Resolvin D1 treatment improves the resolution of synovial inflammation. (A) MACS isolated human CD14+ synovial macrophage were stimulated to M1 phenotype and then treated with RvD1 for 24 h, qPCR analysis of pro-inflammatory M1-like genes were performed in vitro. Graphs represent mean ± SD (n = 4). *p < 0.05. (B,C) FACS analysis of synovial macrophage from CD- or HFD-fed mice with or without OA after RvD1 treatment. (D) Same biopsies were further stained with MHC II to analyse the population of M1 activated macrophage. (E) Knee sections were stained with F4/80, iNOS, and CD206 to determine the phenotype of synovial macrophage in activated synovium from HFD-fed mice with or without OA after RvD1 treatment.
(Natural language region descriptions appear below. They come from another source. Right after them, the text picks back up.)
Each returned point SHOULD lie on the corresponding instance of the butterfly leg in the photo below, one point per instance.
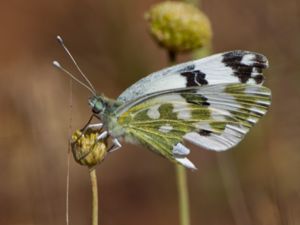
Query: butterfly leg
(115, 146)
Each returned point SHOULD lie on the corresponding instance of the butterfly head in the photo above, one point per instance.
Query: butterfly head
(97, 104)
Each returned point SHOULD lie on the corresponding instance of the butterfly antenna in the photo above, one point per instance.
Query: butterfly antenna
(60, 67)
(61, 42)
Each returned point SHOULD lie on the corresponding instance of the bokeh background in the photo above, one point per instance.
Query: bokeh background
(254, 183)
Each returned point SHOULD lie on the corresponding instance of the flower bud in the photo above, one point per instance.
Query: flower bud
(86, 150)
(179, 26)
Scale bars, 100 µm. RvD1: resolvin D1; Veh: placebo (1% ethanol in saline).

Figure 6

Resolvin D1 treatment reduces the severity of HFD in surgically induced OA. (A) Top panel: Representative Safranin O and fast green stained sagittal sections of sham or experimental OA knee regions in mice fed a HFD diet with or without RvD1 treatment. Scale bars, 100 µm. The inset boxes in upper re shown at higher resolution in lower panels. Scale bars, 100 µm. Bottom panel: Similar sections were stained with COL10, DIPEN, and NITEGE to determine the effect of RvD1 on cartilage. Scale bars, 100 µm. Representative safranin-O image show treatment effects of RvD1 in the synovium of HFD-fed mice with surgically-OA. Scale bars, 10 µm. (B) Severity of articular cartilage degradation was graded using Mankin scoring system. Graphs represent mean ± SD (n = 8). *p < 0.05. (C) Synovial inflammation was assessed using synovitis scoring based on degree of cell thickness in the synovial lining layer and cell density of the synovial stroma. Graphs represent mean ± SD (n = 8). *p < 0.05. (D–F)The percentage of COL10 (D), DIPEN (E), and NITEGE (F) - positive cells per knee section were counted. Graphs represent mean ± SD (n = 6). *p < 0.05. RvD1: resolvin D1; Veh: placebo (1% ethanol in saline). Saf-O: Safranin O and fast green staining; MT: medial tibia.